Morbidi ma resistenti; fantasiosi, classici e ora anche un po’ sbarazzini, per un ‘mondo d’amore’, come recita il claim della campagna pubblicitaria.

I peluche della Trudi rappresentano un pezzo di storia della vita di molti bambini; e non si sta parlando dei peluche ‘da tutti i giorni’, ma di prodotti di fascia alta, con un prezzo abbastanza elevato che tende a essere un elemento distintivo.
L’azienda Trudi, che prende il nome dalla propria fondatrice, Trudi Muller, produce peluche dagli anni’50. Le caratteristiche che tutti i genitori hanno in mente, relativamente a questo tipo di giocattolo, sono rimaste intatte nel tempo: la qualità del prodotto, costituita da sicurezza, funzionalità, design innovativo, qualità del pelo utilizzato hanno portato Trudi a detenere una quota di mercato del 50%.

 Maurizio D’Angelo, dallo scorso anno amministratore delegato, che ha guidato una profonda ristrutturazione dell’azienda a livello strategico e di marketing, racconta con orgoglio le specifiche dei suoi prodotti: “Creiamo peluche riconosciuti da tutti per l’alta qualità e sicurezza. Il design ci contraddistingue per l’innovazione. In Europa siamo tra i primi tre produttori di peluche, e siamo molto forti nei paesi che più amano i peluche: la Germania, prima di tutto, vera patria dei peluche, e poi Francia, Spagna, Gran Bretagna”.
Se questi sono i tratti distintivi di Trudi, altre sono le innovazioni che nel 2002 hanno coinvolto l’azienda, che pur avendo una posizione dominante, necessitava di un refresh a diversi livelli.
Spiega D’Angelo: “Abbiamo affrontato un grande lavoro a livello di marketing, che si ultimerà nel giro di due anni. Abbiamo innanzitutto lavorato sull’identità del marchio, affidandoci a uno studio di Udine. Ci siamo così messi a ripensare all’immagine del catalogo, a nuovi display, al restyling di tutto ciò che poteva essere strumento di relazione con l’esterno.
Si è trattata di una vera e propria pulizia ‘del background’, che ha dato vita a una nuova immagine dei nostri prodotti e dell’azienda, che è stata gradita dal pubblico”.
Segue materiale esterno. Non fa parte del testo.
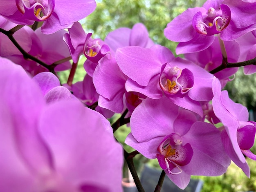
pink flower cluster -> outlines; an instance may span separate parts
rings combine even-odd
[[[256,123],[222,89],[234,66],[256,72],[256,1],[208,0],[166,24],[183,58],[142,23],[93,39],[78,21],[94,0],[1,3],[0,191],[121,191],[124,150],[107,119],[116,113],[130,119],[125,143],[181,189],[231,161],[250,176]],[[61,85],[56,72],[72,68],[72,78],[83,55],[83,80]]]

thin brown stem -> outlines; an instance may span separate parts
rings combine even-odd
[[[24,27],[24,25],[19,25],[17,26],[14,27],[13,28],[10,29],[8,31],[10,34],[13,34],[15,32],[17,31],[18,30]]]
[[[139,192],[145,192],[145,190],[142,187],[142,185],[140,182],[139,176],[138,176],[138,174],[137,174],[137,172],[135,168],[134,163],[133,163],[133,158],[131,157],[130,154],[127,153],[127,152],[124,150],[124,158],[127,163],[128,167],[129,168],[129,170],[132,174],[132,178],[134,180],[134,182],[136,185],[138,191]]]
[[[72,65],[72,68],[71,68],[71,70],[70,70],[70,75],[69,76],[68,78],[67,79],[67,84],[70,86],[72,85],[72,83],[73,82],[74,77],[75,76],[76,71],[77,68],[77,63],[73,63],[73,65]]]
[[[130,118],[125,118],[124,117],[128,112],[128,109],[126,109],[121,116],[111,126],[113,129],[113,132],[115,132],[121,126],[130,122]]]
[[[154,192],[160,192],[161,189],[162,188],[163,183],[164,183],[164,177],[165,176],[165,172],[164,170],[162,170],[162,172],[161,173],[161,175],[159,177],[158,180],[158,182],[157,185],[155,187]]]
[[[33,31],[36,31],[36,29],[38,28],[38,21],[35,21],[35,22],[34,24],[33,24],[33,25],[32,25],[31,27],[31,28]]]
[[[23,55],[24,59],[29,59],[36,62],[43,67],[48,69],[50,72],[52,73],[54,75],[56,75],[54,71],[54,68],[55,67],[56,67],[56,65],[52,64],[51,65],[48,65],[47,63],[43,62],[40,59],[38,59],[36,57],[28,54],[21,47],[21,46],[20,46],[20,45],[19,43],[14,38],[13,36],[13,34],[14,33],[13,31],[15,32],[15,31],[17,31],[19,29],[22,27],[23,27],[22,25],[18,25],[9,31],[6,31],[0,28],[0,32],[4,34],[8,37],[8,38],[9,38],[11,41],[11,42],[15,46],[15,47],[16,47],[19,50],[19,51],[20,51],[21,54]]]
[[[214,74],[227,68],[238,67],[239,67],[249,65],[256,65],[256,58],[242,62],[233,63],[227,63],[226,64],[223,64],[222,63],[222,64],[221,65],[212,70],[210,71],[210,73],[212,74]]]
[[[57,65],[61,64],[61,63],[63,63],[66,61],[69,61],[72,59],[72,57],[71,56],[69,57],[66,57],[66,58],[64,58],[64,59],[61,59],[57,61],[55,61],[54,63],[52,63],[52,65]]]

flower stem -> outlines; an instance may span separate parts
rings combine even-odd
[[[210,71],[210,73],[211,74],[214,74],[226,68],[238,67],[245,66],[250,65],[256,65],[256,58],[242,62],[227,63],[225,64],[223,64],[222,63],[222,64],[221,65],[212,70]]]
[[[72,85],[72,83],[73,82],[73,80],[74,80],[74,77],[75,76],[77,67],[77,63],[73,63],[73,65],[72,65],[72,68],[70,70],[70,75],[68,76],[68,78],[67,78],[67,84],[70,86]]]
[[[16,27],[13,28],[11,29],[9,31],[6,31],[4,29],[3,29],[2,28],[0,28],[0,32],[1,32],[5,35],[6,35],[8,38],[10,39],[11,41],[13,44],[13,45],[16,47],[20,51],[21,54],[23,55],[23,57],[25,59],[30,59],[36,62],[37,63],[42,65],[43,67],[46,68],[47,69],[49,70],[49,71],[56,76],[56,73],[54,71],[54,68],[57,65],[55,64],[48,65],[46,63],[43,62],[40,59],[38,59],[35,57],[34,57],[32,55],[29,54],[28,53],[26,52],[26,51],[20,45],[19,43],[17,42],[16,40],[13,38],[13,35],[15,31],[17,31],[18,30],[20,29],[21,27],[23,27],[22,25],[18,25]],[[13,31],[12,31],[13,30]],[[13,32],[13,31],[14,32]]]
[[[124,118],[128,112],[128,109],[126,109],[120,118],[117,119],[115,122],[112,124],[111,127],[112,127],[112,129],[113,129],[113,132],[115,132],[117,130],[117,129],[118,129],[119,127],[130,122],[130,117],[128,118]]]
[[[145,190],[142,187],[140,180],[137,174],[137,172],[134,166],[133,163],[133,156],[131,156],[130,154],[128,153],[125,150],[124,150],[124,158],[127,163],[128,167],[130,172],[134,180],[134,182],[136,185],[137,189],[139,192],[145,192]]]

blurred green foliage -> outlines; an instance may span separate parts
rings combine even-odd
[[[84,20],[80,21],[86,33],[92,32],[93,38],[104,40],[108,33],[121,27],[131,28],[134,24],[141,22],[146,26],[149,36],[156,43],[166,46],[175,53],[177,43],[171,42],[164,37],[163,30],[166,25],[175,17],[189,7],[201,6],[204,0],[97,0],[95,11]],[[74,82],[82,80],[85,72],[83,69],[84,57],[81,57]],[[69,72],[61,74],[62,83],[67,79]],[[228,82],[225,89],[230,97],[235,102],[256,111],[256,85],[255,75],[246,76],[243,68],[236,74],[233,81]],[[120,127],[115,133],[117,139],[128,152],[134,150],[124,144],[127,135],[130,132],[125,125]],[[252,152],[256,154],[256,145]],[[137,155],[135,163],[139,173],[142,165],[147,163],[150,166],[159,168],[157,159],[148,160]],[[247,178],[242,170],[233,163],[227,173],[216,177],[192,176],[193,179],[204,181],[203,192],[256,191],[256,163],[247,159],[251,168],[251,179]]]

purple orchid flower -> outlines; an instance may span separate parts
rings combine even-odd
[[[212,44],[213,35],[228,26],[230,16],[229,8],[224,4],[217,9],[189,8],[167,25],[164,35],[170,40],[181,42],[176,49],[177,54],[202,51]]]
[[[230,99],[227,91],[222,92],[220,83],[215,78],[213,92],[213,111],[225,129],[222,133],[225,149],[232,161],[249,177],[249,168],[243,154],[256,160],[256,155],[249,150],[254,142],[256,123],[248,121],[246,107]]]
[[[49,72],[43,72],[33,78],[41,88],[47,103],[63,100],[76,100],[66,87],[61,86],[58,78]]]
[[[25,37],[24,31],[25,34],[29,35],[28,37]],[[26,48],[25,50],[29,54],[47,64],[50,65],[70,56],[67,47],[63,40],[63,36],[66,33],[66,32],[63,30],[47,35],[42,33],[40,28],[34,31],[28,26],[24,26],[15,32],[14,35],[16,36],[14,37],[21,46]],[[7,37],[3,37],[3,39],[7,38],[8,38]],[[27,42],[25,41],[27,39],[28,39]],[[10,48],[13,46],[10,41],[4,40],[4,41],[8,42],[8,45],[6,45],[5,46],[9,46]],[[23,55],[16,48],[14,50],[17,50],[17,54],[16,52],[13,53],[9,49],[1,51],[1,56],[7,58],[15,63],[21,65],[33,76],[41,72],[48,71],[35,61],[25,59]],[[71,67],[70,62],[67,61],[58,64],[54,69],[56,71],[59,71],[70,69]]]
[[[214,35],[220,33],[222,40],[231,41],[256,29],[255,6],[240,0],[208,0],[202,7],[189,8],[175,18],[164,34],[180,42],[177,54],[202,51],[212,45]]]
[[[165,97],[147,98],[132,114],[125,143],[147,158],[157,158],[170,179],[184,189],[191,175],[220,175],[230,163],[220,132],[201,119]]]
[[[74,62],[77,63],[79,57],[83,54],[88,59],[84,64],[85,69],[92,76],[98,62],[106,54],[110,54],[110,48],[100,39],[92,39],[92,34],[86,34],[79,22],[75,22],[68,31],[63,39]]]
[[[87,106],[92,107],[96,102],[98,101],[99,95],[95,89],[95,87],[92,83],[92,78],[86,74],[83,81],[78,81],[71,86],[67,84],[64,84],[70,91],[73,92],[73,95],[81,102]],[[107,109],[101,107],[97,105],[95,108],[95,111],[102,114],[106,118],[111,118],[114,113]]]
[[[92,77],[96,91],[100,94],[99,105],[117,113],[127,107],[129,112],[127,115],[130,115],[146,96],[143,93],[126,90],[128,78],[117,63],[115,51],[118,47],[132,45],[149,47],[153,43],[148,37],[146,27],[141,23],[135,24],[132,29],[121,28],[112,31],[104,42],[110,48],[111,55],[99,61]],[[85,66],[85,68],[86,70]]]
[[[135,24],[132,29],[121,27],[110,32],[104,41],[96,39],[88,40],[87,42],[85,45],[84,52],[88,59],[85,62],[84,67],[91,76],[100,58],[108,53],[110,58],[114,57],[118,48],[131,46],[150,47],[154,45],[149,38],[146,27],[140,23]]]
[[[166,47],[155,45],[150,49],[119,48],[116,58],[129,78],[126,83],[128,92],[140,93],[155,99],[161,98],[163,93],[175,104],[201,116],[200,102],[212,98],[213,76],[191,62],[174,58]]]
[[[49,34],[70,28],[74,22],[91,13],[96,7],[94,0],[82,2],[67,0],[5,1],[0,7],[0,14],[19,25],[31,25],[35,21],[43,21],[42,31]]]
[[[46,104],[20,66],[0,63],[0,191],[121,191],[122,150],[109,122],[77,100]]]
[[[224,42],[229,63],[237,62],[240,55],[238,43],[235,41]],[[215,37],[212,44],[207,49],[200,51],[184,54],[184,57],[210,71],[220,66],[222,62],[222,56],[218,38]],[[224,87],[227,83],[231,80],[229,78],[238,70],[238,67],[225,69],[214,74]]]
Nel 2002 è anche stata scelta l’agenzia, Community, per seguire l’ufficio stampa.
Il lavoro di restyling ha coinvolto contestualmente anche il sito aziendale, che è stato rinnovato seguendo le nuove coordinate. Il sito è uno strumento strategico per Trudi, perché è attraverso l’on line che mamme e bambini possono interagire e proporre idee, richieste, commenti.

Nuova veste anche per i display, accattivanti raccoglitori nei punti vendita: “Si è passati dal metallo al legno, che come materiale si associa bene a un’idea di calore e contatto umano”.
Oggi Trudi investe in attività di comunicazione circa l’8% del proprio fatturato. 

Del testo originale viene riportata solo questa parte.